I realized though, talking to her that day, that I’ve spent the entirety of this school year shielding her with tooth and claw from having any kind of a social life outside of school at all. I’ve had no choice. Every social situation inside or out of school feels like knowingly and willingly throwing her to a pack of wolves. I couldn’t help that she was around it so much at school. I sure as hell wasn’t going to give up whatever small influence I had the chance to be on her outside of it, too.
Yesterday, I told her what I thought about home schooling.

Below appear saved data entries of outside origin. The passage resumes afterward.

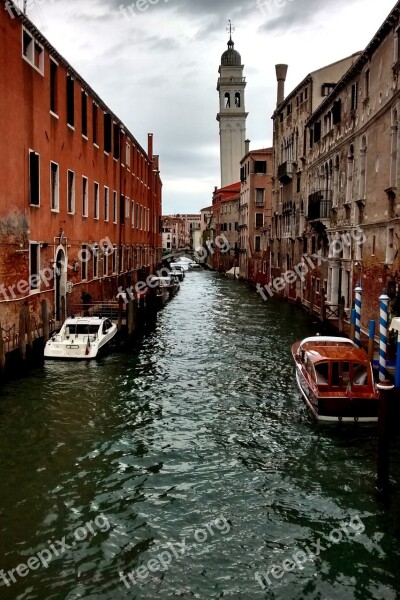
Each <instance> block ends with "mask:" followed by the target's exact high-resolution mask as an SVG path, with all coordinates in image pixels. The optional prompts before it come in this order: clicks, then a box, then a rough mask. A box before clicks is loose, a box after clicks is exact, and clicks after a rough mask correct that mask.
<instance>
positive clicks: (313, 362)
mask: <svg viewBox="0 0 400 600" xmlns="http://www.w3.org/2000/svg"><path fill="white" fill-rule="evenodd" d="M310 346H311V344H310ZM306 354H307V356H308V357H309V358H310V360H311V361H312V362H313V363H317V362H321V361H326V360H330V361H332V360H337V361H339V360H340V361H345V362H354V361H356V362H360V363H366V362H369V361H368V356H367V354H366V352H365V350H362V348H351V347H350V346H344V347H343V346H314V347H312V346H311V347H309V348H307V349H306Z"/></svg>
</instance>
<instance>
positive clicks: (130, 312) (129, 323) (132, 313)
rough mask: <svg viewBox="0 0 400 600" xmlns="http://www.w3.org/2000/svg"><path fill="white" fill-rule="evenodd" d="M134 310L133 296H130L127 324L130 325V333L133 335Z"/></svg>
mask: <svg viewBox="0 0 400 600" xmlns="http://www.w3.org/2000/svg"><path fill="white" fill-rule="evenodd" d="M133 310H134V308H133V300H132V298H129V300H128V306H127V316H126V320H127V325H128V335H133V331H134V321H133Z"/></svg>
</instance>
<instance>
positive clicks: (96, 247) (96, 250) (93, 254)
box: [93, 245, 99, 279]
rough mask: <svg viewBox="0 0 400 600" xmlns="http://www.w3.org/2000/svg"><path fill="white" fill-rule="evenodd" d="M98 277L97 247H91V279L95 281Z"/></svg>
mask: <svg viewBox="0 0 400 600" xmlns="http://www.w3.org/2000/svg"><path fill="white" fill-rule="evenodd" d="M98 276H99V247H98V246H97V245H94V246H93V278H94V279H96V278H97V277H98Z"/></svg>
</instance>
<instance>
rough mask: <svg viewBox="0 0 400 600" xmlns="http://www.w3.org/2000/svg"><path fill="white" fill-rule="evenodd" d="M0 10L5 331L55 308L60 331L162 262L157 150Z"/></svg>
mask: <svg viewBox="0 0 400 600" xmlns="http://www.w3.org/2000/svg"><path fill="white" fill-rule="evenodd" d="M1 4H2V5H3V6H2V8H1V9H0V27H1V32H2V34H1V36H0V73H1V75H0V91H1V94H0V98H1V102H2V110H1V111H0V131H1V132H2V135H3V141H4V140H7V143H2V144H1V146H0V160H1V164H2V173H3V177H2V185H1V186H0V244H1V249H2V252H1V255H0V279H1V281H0V283H1V286H0V292H1V294H0V320H1V322H2V325H3V327H4V326H5V325H6V324H8V325H12V324H13V323H17V322H18V313H19V311H20V308H21V306H22V305H23V304H24V303H28V305H29V308H30V311H31V313H32V314H33V315H36V316H37V315H38V313H39V304H40V301H41V300H43V299H45V300H47V301H48V304H49V306H50V312H51V314H52V315H54V318H55V320H57V321H59V320H62V319H63V318H64V317H65V315H66V313H67V312H68V311H71V310H73V307H74V306H76V305H79V304H80V303H81V296H82V293H83V292H84V291H85V292H87V293H89V294H90V295H91V297H92V299H93V300H97V299H99V300H100V299H111V298H113V297H114V296H115V294H116V293H117V291H118V287H119V286H121V285H122V286H124V287H125V286H128V285H131V284H132V283H135V281H137V280H138V279H141V278H143V277H145V276H146V275H147V274H149V273H150V272H154V271H155V270H156V268H157V266H158V265H159V264H160V263H161V235H160V217H161V190H162V184H161V179H160V173H159V159H158V156H155V155H154V154H153V137H152V135H151V134H149V136H148V144H147V150H144V148H143V147H142V146H141V145H140V144H139V143H138V141H137V140H136V139H135V137H134V136H133V135H132V134H131V133H130V132H129V130H128V129H127V127H126V126H125V125H124V124H123V123H122V122H121V120H120V119H119V118H118V117H117V116H116V115H115V114H114V113H113V112H112V111H111V110H110V109H109V108H108V107H107V106H106V104H105V103H104V102H103V101H102V99H101V98H99V96H98V95H97V94H96V93H95V92H94V91H93V90H92V89H91V88H90V86H89V85H88V84H87V83H86V82H85V81H84V80H83V79H82V78H81V77H80V75H79V74H78V73H77V72H76V71H75V70H74V69H73V68H72V66H71V65H70V64H69V63H68V62H67V61H66V60H65V59H64V58H63V57H62V56H61V55H60V54H59V53H58V52H57V51H56V49H55V48H54V47H53V46H51V44H50V43H49V42H48V41H47V40H46V38H44V36H43V35H42V34H41V33H40V31H39V30H38V29H37V28H36V27H35V26H34V25H33V24H32V23H31V22H30V21H29V20H28V19H27V18H26V16H24V15H23V14H21V12H20V11H18V10H16V9H15V8H13V5H12V4H11V3H8V2H2V3H1Z"/></svg>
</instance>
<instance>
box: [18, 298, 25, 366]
mask: <svg viewBox="0 0 400 600" xmlns="http://www.w3.org/2000/svg"><path fill="white" fill-rule="evenodd" d="M25 324H26V318H25V307H24V306H22V307H21V310H20V311H19V349H20V352H21V357H22V360H25V358H26V335H25Z"/></svg>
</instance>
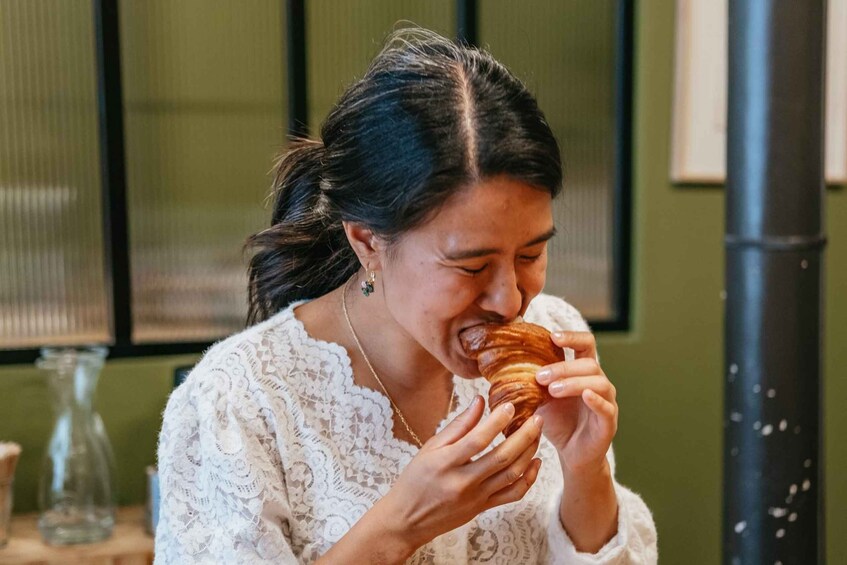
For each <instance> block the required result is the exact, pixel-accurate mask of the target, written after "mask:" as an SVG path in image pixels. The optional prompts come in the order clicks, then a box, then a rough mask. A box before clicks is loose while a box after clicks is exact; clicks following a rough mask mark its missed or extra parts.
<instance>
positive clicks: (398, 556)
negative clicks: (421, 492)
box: [316, 499, 417, 565]
mask: <svg viewBox="0 0 847 565" xmlns="http://www.w3.org/2000/svg"><path fill="white" fill-rule="evenodd" d="M383 500H384V499H383ZM382 502H383V501H382V500H381V501H380V502H377V504H375V505H374V507H373V508H371V509H370V510H368V511H367V512H366V513H365V514H364V516H362V517H361V518H360V519H359V521H358V522H356V523H355V524H354V525H353V527H352V528H351V529H350V531H349V532H347V533H346V534H345V535H344V537H342V538H341V539H340V540H338V543H336V544H335V545H334V546H333V547H332V549H330V550H329V551H328V552H326V553H325V554H324V555H323V556H321V558H320V559H318V560H317V561H316V563H318V564H320V565H328V564H330V563H374V564H376V565H389V564H392V563H405V562H406V560H407V559H408V558H409V557H411V556H412V554H413V553H414V552H415V550H416V549H417V544H416V543H414V542H412V541H411V540H410V539H409V538H408V535H407V532H404V531H403V530H402V528H399V527H397V526H398V524H397V521H396V520H392V518H391V516H389V515H388V513H387V511H386V510H387V508H386V505H385V504H382Z"/></svg>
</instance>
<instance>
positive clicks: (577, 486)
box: [559, 458, 618, 553]
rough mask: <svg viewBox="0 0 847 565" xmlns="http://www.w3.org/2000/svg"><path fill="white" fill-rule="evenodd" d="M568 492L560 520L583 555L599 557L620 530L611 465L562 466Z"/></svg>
mask: <svg viewBox="0 0 847 565" xmlns="http://www.w3.org/2000/svg"><path fill="white" fill-rule="evenodd" d="M562 470H563V473H564V481H565V490H564V493H563V494H562V503H561V506H560V507H559V519H560V521H561V523H562V527H563V528H564V529H565V531H566V532H567V534H568V536H569V537H570V539H571V542H572V543H573V545H574V548H575V549H576V550H577V551H580V552H587V553H596V552H597V551H599V550H600V548H602V547H603V546H604V545H605V544H606V543H608V541H609V540H611V539H612V538H613V537H614V536H615V533H616V532H617V530H618V503H617V494H616V493H615V485H614V481H613V479H612V470H611V466H610V465H609V463H608V461H606V460H605V458H604V459H603V462H602V463H601V464H598V465H594V466H582V467H580V468H579V469H569V468H568V467H567V465H565V464H564V462H562Z"/></svg>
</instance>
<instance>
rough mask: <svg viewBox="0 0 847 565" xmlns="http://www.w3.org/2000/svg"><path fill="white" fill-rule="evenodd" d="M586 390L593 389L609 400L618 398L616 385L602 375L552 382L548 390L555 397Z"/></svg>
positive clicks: (582, 391)
mask: <svg viewBox="0 0 847 565" xmlns="http://www.w3.org/2000/svg"><path fill="white" fill-rule="evenodd" d="M586 390H592V391H594V392H596V393H597V394H599V395H600V396H602V397H603V398H605V399H606V400H609V401H614V400H615V398H617V390H616V389H615V386H614V385H613V384H612V383H611V381H609V379H607V378H606V377H604V376H602V375H597V376H593V377H571V378H569V379H562V380H559V381H554V382H552V383H550V385H549V386H548V387H547V392H549V393H550V396H552V397H553V398H569V397H576V396H579V395H581V394H582V393H583V392H584V391H586Z"/></svg>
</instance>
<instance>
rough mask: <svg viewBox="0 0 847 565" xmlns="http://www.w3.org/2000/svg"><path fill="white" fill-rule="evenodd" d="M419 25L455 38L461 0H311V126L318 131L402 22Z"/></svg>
mask: <svg viewBox="0 0 847 565" xmlns="http://www.w3.org/2000/svg"><path fill="white" fill-rule="evenodd" d="M411 25H419V26H421V27H425V28H428V29H431V30H433V31H437V32H438V33H440V34H442V35H445V36H447V37H455V35H456V34H455V29H456V2H455V0H369V1H368V2H351V1H347V0H343V1H339V0H310V1H309V2H307V3H306V38H307V42H308V45H307V53H308V63H307V73H308V83H309V125H310V131H311V132H312V134H313V135H317V132H318V130H319V128H320V124H321V123H322V122H323V120H324V118H325V117H326V115H327V113H329V110H330V109H331V108H332V106H333V104H335V102H336V100H337V99H338V97H339V96H340V95H341V93H342V92H344V89H345V88H346V87H347V86H349V85H350V84H351V83H352V82H353V81H354V80H355V79H357V78H359V77H361V76H362V75H363V74H364V72H365V70H366V69H367V66H368V63H369V62H370V61H371V59H372V58H373V57H374V55H376V54H377V53H378V52H379V49H380V48H381V47H382V43H383V40H384V39H385V37H386V36H387V35H388V34H389V33H391V31H393V30H394V29H395V28H397V27H409V26H411Z"/></svg>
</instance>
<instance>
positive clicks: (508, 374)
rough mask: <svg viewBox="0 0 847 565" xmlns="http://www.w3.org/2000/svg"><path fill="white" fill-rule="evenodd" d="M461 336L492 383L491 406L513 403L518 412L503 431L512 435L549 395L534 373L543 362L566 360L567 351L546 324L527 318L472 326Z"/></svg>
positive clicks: (464, 344) (491, 387) (485, 377)
mask: <svg viewBox="0 0 847 565" xmlns="http://www.w3.org/2000/svg"><path fill="white" fill-rule="evenodd" d="M459 339H460V341H461V342H462V347H463V348H464V350H465V353H467V355H468V356H469V357H471V358H472V359H475V360H476V362H477V365H478V367H479V372H480V373H481V374H482V376H483V377H485V378H486V379H487V380H488V382H490V383H491V389H490V390H489V392H488V405H489V407H490V409H491V410H494V409H495V408H497V407H498V406H499V405H501V404H503V403H505V402H511V403H512V404H513V405H514V407H515V415H514V417H513V418H512V421H511V422H509V425H508V426H506V429H505V430H504V432H503V433H504V434H505V435H506V436H509V435H511V434H512V433H514V432H515V431H517V430H518V428H520V427H521V425H523V423H524V422H526V421H527V420H528V419H529V418H530V417H531V416H532V415H533V414H534V413H535V410H536V409H537V408H538V407H539V406H541V405H542V404H544V403H545V402H547V401H548V400H549V399H550V396H549V394H548V393H547V390H546V389H545V388H544V387H542V386H540V385H539V384H538V383H537V382H536V381H535V373H536V371H538V369H540V368H541V367H543V366H544V365H549V364H550V363H555V362H556V361H564V359H565V355H564V351H563V350H562V349H561V348H559V347H556V345H555V344H554V343H553V341H552V340H551V339H550V332H548V331H547V330H546V329H545V328H542V327H541V326H537V325H535V324H529V323H526V322H516V323H511V324H483V325H479V326H473V327H471V328H468V329H467V330H465V331H463V332H462V333H461V334H460V335H459Z"/></svg>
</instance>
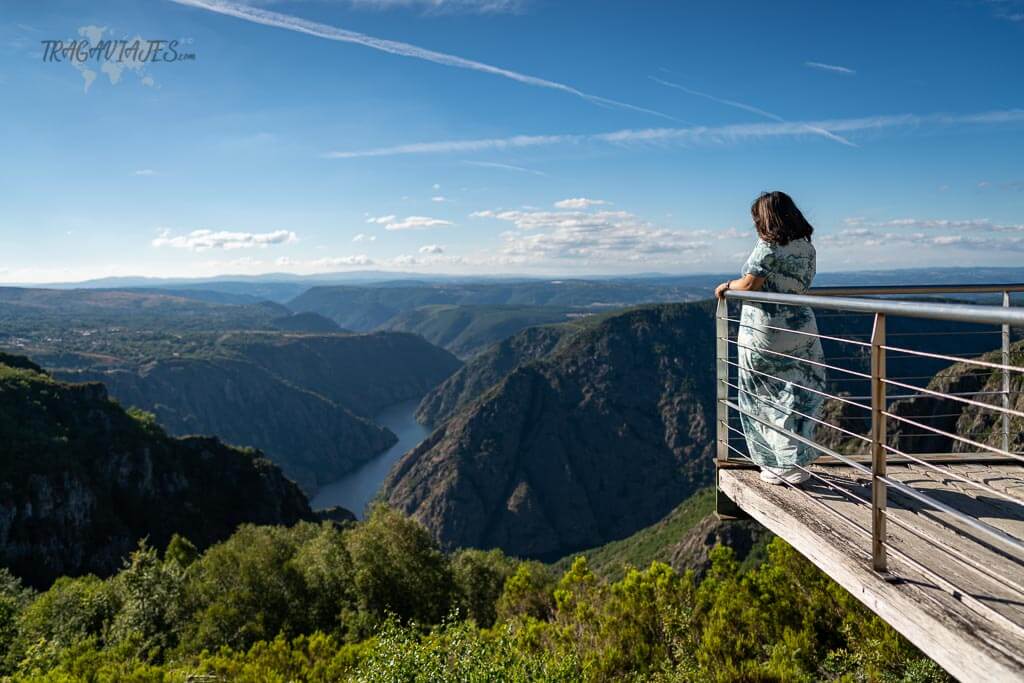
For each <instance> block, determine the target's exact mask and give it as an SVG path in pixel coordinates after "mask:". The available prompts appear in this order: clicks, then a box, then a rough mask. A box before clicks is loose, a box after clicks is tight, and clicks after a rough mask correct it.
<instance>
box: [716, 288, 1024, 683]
mask: <svg viewBox="0 0 1024 683" xmlns="http://www.w3.org/2000/svg"><path fill="white" fill-rule="evenodd" d="M978 292H1000V293H1001V295H1002V297H1001V299H1002V305H1001V306H990V305H973V304H958V303H950V302H948V301H947V300H943V301H937V302H923V301H910V300H903V301H901V300H899V299H896V298H892V297H894V296H899V295H901V294H902V295H916V294H942V295H945V294H955V293H978ZM1012 292H1024V285H993V286H974V287H965V286H933V287H904V288H842V289H836V288H834V289H833V290H826V291H822V290H818V291H817V292H815V291H813V290H812V291H811V292H810V293H809V294H806V295H793V294H778V293H772V292H733V291H728V292H726V293H725V298H724V299H722V300H720V301H719V306H718V311H717V313H716V338H717V340H718V342H717V344H716V358H715V359H716V366H717V371H716V372H717V377H718V380H717V383H718V391H717V398H718V420H717V452H716V465H717V472H718V490H719V506H718V508H719V514H720V515H722V516H724V517H746V516H749V517H752V518H754V519H756V520H757V521H759V522H760V523H761V524H763V525H764V526H766V527H767V528H768V529H770V530H771V531H773V532H774V533H775V535H776V536H778V537H780V538H781V539H783V540H784V541H786V542H787V543H790V545H792V546H793V547H794V548H796V549H797V550H798V551H799V552H801V553H802V554H803V555H804V556H806V557H807V558H808V559H809V560H810V561H811V562H813V563H814V564H815V565H817V566H818V567H819V568H820V569H821V570H822V571H824V572H825V573H826V574H828V575H829V577H830V578H831V579H833V580H835V581H836V582H837V583H838V584H839V585H841V586H842V587H843V588H845V589H846V590H847V591H849V592H850V593H851V594H852V595H854V596H855V597H856V598H858V599H859V600H860V601H861V602H863V603H864V604H865V605H866V606H867V607H868V608H869V609H871V610H872V611H874V612H876V613H877V614H878V615H879V616H880V617H882V618H883V620H885V621H886V622H887V623H888V624H890V625H891V626H892V627H893V628H894V629H896V630H897V631H898V632H899V633H901V634H902V635H903V636H905V637H906V638H907V639H908V640H909V641H910V642H912V643H913V644H914V645H916V646H918V647H919V648H920V649H921V650H922V651H923V652H925V653H926V654H927V655H928V656H930V657H932V658H933V659H934V660H935V661H936V663H938V664H939V665H940V666H941V667H942V668H943V669H945V670H946V671H947V672H949V673H950V674H952V675H953V676H955V677H956V678H958V679H959V680H963V681H979V682H982V681H983V682H985V683H989V682H997V681H1021V682H1024V453H1021V450H1022V446H1024V438H1022V433H1021V431H1022V430H1021V426H1022V425H1024V367H1022V366H1024V364H1022V362H1021V359H1020V355H1019V351H1012V345H1011V339H1012V336H1013V335H1012V328H1018V329H1024V309H1020V308H1014V307H1012V306H1011V305H1010V294H1011V293H1012ZM877 295H881V296H885V297H887V298H885V299H879V298H868V297H870V296H877ZM730 301H736V302H739V301H742V303H743V305H748V304H750V305H754V306H764V305H766V304H770V305H773V306H800V307H807V308H810V309H812V310H815V311H817V309H824V310H825V311H826V314H828V315H831V316H837V315H856V314H860V315H870V316H872V318H873V324H872V328H871V332H870V335H863V334H860V335H858V334H850V335H848V336H844V337H837V336H835V335H831V336H823V335H820V334H818V333H816V332H809V333H808V332H804V331H801V332H795V333H793V332H792V331H787V330H785V329H778V328H773V329H775V330H776V331H777V334H781V335H784V334H786V333H791V334H802V335H810V336H817V337H819V338H820V339H822V340H825V339H827V340H828V341H829V343H830V344H833V348H834V352H833V357H828V356H827V355H826V357H825V361H824V362H821V361H817V360H811V359H805V358H803V357H801V356H799V355H790V354H786V353H779V352H777V351H774V350H772V349H770V348H768V349H765V350H762V351H760V352H761V353H774V354H775V356H778V357H782V358H784V360H785V361H786V362H790V364H797V362H811V364H815V365H817V366H818V367H820V368H821V369H823V370H826V371H827V387H825V388H821V387H819V388H813V387H810V388H809V387H803V386H801V385H800V384H798V383H797V382H796V381H794V380H793V379H792V378H793V377H794V374H793V373H790V374H788V375H786V376H785V377H784V378H783V377H775V376H773V375H769V374H767V373H764V372H761V371H759V370H755V369H752V368H743V367H741V366H740V364H739V360H740V359H739V357H738V353H737V352H736V350H737V344H738V342H737V341H734V340H733V335H734V333H735V330H737V329H738V328H739V327H741V326H743V325H744V321H743V319H740V318H739V316H738V315H736V316H730V314H729V302H730ZM890 318H927V319H930V321H940V322H946V323H954V324H959V325H969V326H974V327H973V328H970V329H968V330H965V329H964V328H959V329H958V332H957V330H955V329H953V330H950V331H946V330H941V329H937V328H935V327H934V326H933V327H932V328H929V329H925V330H916V331H909V332H908V331H907V330H906V329H905V328H903V329H902V330H901V329H900V328H893V329H892V330H891V334H887V329H888V325H887V322H888V321H889V319H890ZM985 326H995V328H996V330H995V331H993V332H981V331H980V328H984V327H985ZM956 334H998V336H999V341H1000V351H1001V352H1000V353H998V354H994V355H991V354H990V355H986V356H981V357H979V356H978V355H977V351H975V352H963V351H962V350H961V349H957V348H956V347H955V346H953V347H952V349H951V350H950V344H949V342H950V341H953V340H955V335H956ZM937 335H941V336H942V337H943V344H942V345H935V346H930V343H932V341H933V340H934V337H935V336H937ZM868 336H869V339H866V338H865V337H868ZM936 346H937V348H936ZM835 349H839V350H838V351H837V350H835ZM942 349H945V352H943V351H942ZM858 358H860V359H862V360H863V359H866V360H869V368H867V367H865V366H864V365H859V366H857V365H856V362H857V359H858ZM890 358H891V359H894V360H895V362H894V364H893V365H894V368H895V372H892V373H890V372H887V366H888V362H887V359H890ZM907 358H914V359H919V360H920V359H922V358H927V359H931V360H934V361H943V362H947V364H950V365H953V364H955V365H957V366H958V367H959V370H956V371H955V374H954V375H955V377H958V378H966V377H968V374H969V373H974V375H973V377H975V378H983V379H982V380H974V381H972V382H967V381H965V382H962V383H958V384H957V383H956V382H954V381H952V380H949V377H951V375H944V376H943V377H944V379H943V380H942V381H938V382H937V383H932V382H931V380H932V379H933V377H934V375H933V374H923V373H922V372H920V371H919V372H914V370H916V368H919V367H916V366H914V367H908V366H907V365H906V364H907V362H908V361H907ZM844 360H845V361H846V362H845V364H840V362H839V361H844ZM851 361H852V362H851ZM748 362H749V361H748ZM932 372H933V373H934V370H933V371H932ZM742 373H748V375H746V376H745V377H748V378H749V377H751V376H752V374H758V379H759V382H761V383H762V384H765V383H767V384H766V386H776V387H778V389H777V390H778V391H779V392H781V393H783V394H784V395H796V394H798V393H800V392H804V393H807V392H811V393H815V394H818V395H819V396H820V397H821V398H823V399H824V400H830V401H833V402H834V407H841V408H842V410H839V411H838V410H834V411H830V412H828V411H824V412H822V414H821V415H807V414H799V416H800V417H801V419H802V421H804V422H806V421H810V422H811V423H813V424H810V429H808V425H806V424H803V425H802V426H799V427H798V426H796V425H797V424H798V422H800V421H797V420H796V419H791V418H794V414H795V413H797V412H796V411H793V412H792V413H788V414H786V413H785V412H784V411H786V410H788V409H786V407H785V405H778V404H776V403H774V402H773V401H772V396H769V395H762V394H763V393H771V391H770V390H769V391H767V392H763V391H761V390H760V389H759V390H756V391H751V390H750V389H744V388H743V386H742V382H740V381H739V380H738V379H733V378H739V377H741V376H742ZM844 382H846V383H847V384H844ZM849 382H858V383H860V385H861V386H863V385H864V384H865V383H866V384H868V385H869V391H868V392H865V391H863V390H861V391H860V393H861V394H864V395H853V393H856V392H853V393H851V392H850V391H846V390H844V387H849V386H850V384H848V383H849ZM772 383H774V385H773V384H772ZM748 386H752V385H751V384H750V383H749V384H748ZM740 392H742V394H743V396H742V397H743V401H740V400H739V398H738V397H739V394H740ZM752 400H753V401H763V402H764V403H765V404H766V405H767V407H768V408H769V409H770V410H767V411H765V413H766V414H768V415H769V416H773V415H774V416H776V417H775V418H773V420H766V419H765V418H764V417H763V416H762V415H759V414H758V413H757V412H756V411H754V410H753V409H751V408H749V405H750V403H751V401H752ZM913 401H919V402H913ZM744 402H745V403H746V405H748V408H744V407H743V404H742V403H744ZM772 411H774V413H773V412H772ZM780 411H782V412H780ZM844 414H847V415H849V416H850V418H852V420H847V421H845V422H844V419H843V417H842V416H843V415H844ZM779 415H781V416H782V417H783V418H784V424H782V420H781V419H780V418H779V417H777V416H779ZM825 415H829V416H831V417H824V416H825ZM837 416H839V417H837ZM740 418H742V420H745V421H748V422H749V423H751V424H757V425H758V428H759V429H770V430H773V431H775V432H777V433H778V434H780V435H781V436H783V437H784V438H785V439H788V441H790V442H791V443H792V442H796V443H799V444H801V445H802V446H803V447H810V449H813V450H814V451H815V452H816V453H817V454H818V456H819V457H818V459H817V460H815V461H814V463H813V464H812V465H807V466H799V465H798V466H797V467H800V469H803V470H805V472H807V473H809V474H810V478H809V479H808V480H807V481H805V482H804V483H802V484H799V485H797V484H792V483H784V484H783V485H772V484H768V483H765V482H763V481H761V478H760V468H758V467H757V466H756V465H755V464H754V463H753V462H752V460H751V458H750V455H749V454H748V453H746V446H745V437H744V428H745V429H749V428H752V427H744V426H743V425H742V424H741V420H740ZM865 423H867V424H869V428H867V430H866V433H865V431H864V425H865ZM893 426H895V429H894V431H892V432H890V431H889V430H890V428H891V427H893ZM793 430H797V431H793ZM798 432H799V433H798ZM812 432H813V433H812ZM783 440H784V439H783ZM926 443H929V444H932V445H930V446H924V444H926ZM919 446H924V447H931V449H935V450H942V451H943V453H938V454H936V453H921V452H920V451H921V450H922V447H919ZM852 452H857V453H859V454H860V455H850V454H851V453H852Z"/></svg>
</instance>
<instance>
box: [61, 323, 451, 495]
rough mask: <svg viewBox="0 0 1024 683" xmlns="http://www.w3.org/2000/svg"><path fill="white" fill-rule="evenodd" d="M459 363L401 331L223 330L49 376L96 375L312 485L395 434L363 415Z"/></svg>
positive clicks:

And believe it or not, as much as she HATED the idea of switching to a different school, she was receptive. We talked for a long time about what would be different, good and bad, without holding back. I promised her that I could do it, because I’m confident that with a lot of dedication I can. And I promised her that she could even keep in touch with the friends she has at her current school, as long as it was mostly under my supervision. She will have more freedom, I promised her that, and I not only meant it, I’m excited by it. I have hated having to shield her so much from experiences a kid her age should be able to have with their friends. I feel much more comfortable letting her do things outside of my supervision after school, knowing I have the opportunity to be a healthy influence on her throughout the eight hours a day I currently can’t. I feel like I'll have adequate time to better equip her to handle toxic influences, should she still be exposed to them outside of school. I’ll buy her a laptop. I’ll let her have a face book to keep in touch with current friends, and she’ll be able to have them over here for sleepovers once a month. She’ll be able to pick classes and clubs - be they sports, music, art, math tutoring, whatever - so that she’ll never feel cut off from other kids her age. We’ll be able to focus on the things she loves learning the most and put a more concentrated, one-on-one effort into helping her through the areas where she struggles. We’ll join a group and go on field trips together. We’ll make sure that she doesn’t feel compromised of anything (healthy) the other kids have. And we’ll be able to give her so much of what they never will.
It isn’t written in stone just yet. All that being said, we’re still exploring the option of enrolling her in a different school in a better area. But I’m sold enough to start browsing curriculums, and insanely excited to have taken the first few steps.
(I don't think this illustration is necessarily without it's flaws, but it was an interesting Pin.)